El pasado 4 de agosto Etxarri-Aranatz celebró en sus fiestas patronales el llamado “Tiro al fatxa”, acto donde se lanzan piedras a fotos de instituciones como la Guardia Civil. El acto fue denunciando con antelación pero el juez de la Audiencia Nacional Ismael Moreno lo autorizó vergonzosamente aludiendo a la libertad de expresión. ¿A qué libertad de expresión se refiere este juez? ¿A la de los guardias civiles, a quienes se supone hay que apedrear por fachas?

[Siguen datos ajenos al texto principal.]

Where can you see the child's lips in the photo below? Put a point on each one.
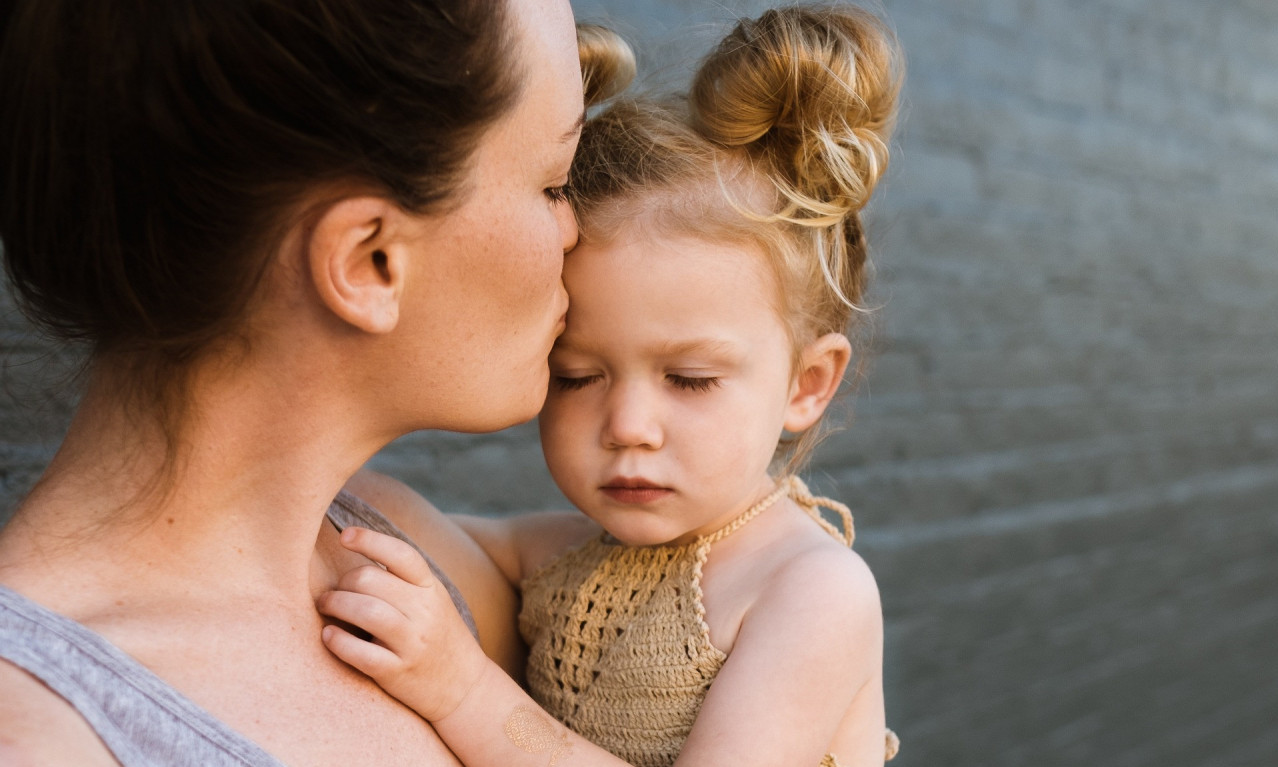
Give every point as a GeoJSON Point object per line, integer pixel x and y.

Ya lo explicó Primo Levi aunque este juez no lo haya leído, o lo que es peor, que lo haya leído y no se haya enterado. Cuando Levi escribió sobre los crímenes del nazismo, explicó el macabro mecanismo que hace posible que un ser humano (haciendo un gran regalo a todas estas variedades de gentuza) asesine a otro ser humano. Se trata de deshumanizar al adversario, de hacer que pierda la condición de igual. Así cuando matas a otro ser humano, no estás matando a una persona, sino a un “facha”, a un “español”.

Si tragamos con esto, tragaremos con cualquier cosa y estaremos condenados a repetir una y mil veces la historia

No nos damos cuenta o no nos queremos dar cuenta de que hemos acabado con la serpiente pero no con el huevo del que nacen las serpientes. A día de hoy, se siguen poniendo y mimando estos huevos en muchos lugares del País Vasco y Navarra sin que nadie mueva un dedo, con la única denuncia de algunas asociaciones como COVITE y la difusión en sus propios cauces de comunicación. Deberíamos mirárnoslo como sociedad. Si tragamos con esto, tragaremos con cualquier cosa y estaremos condenados a repetir una y mil veces la historia.